Un projet inéquitable selon certains

«Il serait inacceptable de démanteler la production (de sucre) dans certaines régions et en même temps de l’accroître dans d’autres», soulignent, dans une lettre commune adressée le 25 octobre à Mariann Fischer Boel, les ministres de l’Agriculture de onze Etats membres (Grèce, Espagne, Irlande, Italie, Lettonie, Lituanie, Hongrie, Pologne, Portugal, Slovénie, Finlande). Les signataires soumettent à la commissaire européenne des suggestions pour une réforme «raisonnable»:

– baisse des prix nettement inférieure à celle proposée par Bruxelles, mise en œuvre sur une période de temps plus longue et compensée par des aides directes plus élevées;

– décision sur le niveau de découplage des aides du ressort des administrations nationales, dans le cadre de critères de base communs;

– si nécessaire, compensation supplémentaire pour les Etats membres où une diminution sensible de la production sera enregistrée;

– mise en œuvre des réductions obligatoires de quotas, si elles s’avèrent nécessaires, en premier lieu dans les régions en surplus, l’augmentation proposée d’1 Mt pour les producteurs actuels de sucre C étant «tout simplement inacceptable», selon les onze signataires;

– examen des demandes des pays ACP et des pays les plus démunis qui visent à gérer les échanges de sucre au moyen d’un accord spécifique, tout en assurant la pleine compatibilité avec l’engagement “Tout sauf les armes”;

– défense, dans les négociations en cours de l’OMC, d’un traitement pour le sucre similaire à celui prévu pour les produits agricoles en général, afin d’éviter de «payer deux fois».

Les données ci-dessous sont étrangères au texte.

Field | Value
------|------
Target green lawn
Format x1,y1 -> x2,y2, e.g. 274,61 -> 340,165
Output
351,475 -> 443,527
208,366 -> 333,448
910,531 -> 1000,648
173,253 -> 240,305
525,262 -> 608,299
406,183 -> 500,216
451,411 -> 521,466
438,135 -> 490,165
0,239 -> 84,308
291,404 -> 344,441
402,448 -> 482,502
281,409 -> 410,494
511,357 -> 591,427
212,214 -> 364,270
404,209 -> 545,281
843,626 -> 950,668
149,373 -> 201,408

Le calendrier, «principal souci»

A Luxembourg, la commissaire à l’Agriculture a également souligné que, dans le dossier du sucre, son «principal souci» était le calendrier, réaffirmant qu’il était «important et nécessaire (de) parvenir à un compromis politique» lors du prochain Conseil qui se tiendra du 22 au 24 novembre.

Parmi les raisons invoquées, deux paraissent primordiales aux yeux de Mariann Fischer Boel. D’une part, sans décision avant le 30 juin 2006, «le secteur du sucre opérera sur un marché totalement dérégulé», le système des quotas et les prix institutionnels n’étant plus applicables après cette échéance. D’autre part, l’Union européenne n’aura pas la possibilité de remplir ses engagements internationaux, y compris le jugement de l’Organisation mondiale du commerce sur les subventions communautaires à l’exportation, dont la date de mise en œuvre a été fixée au 22 mai 2006 par l’arbitre de Genève.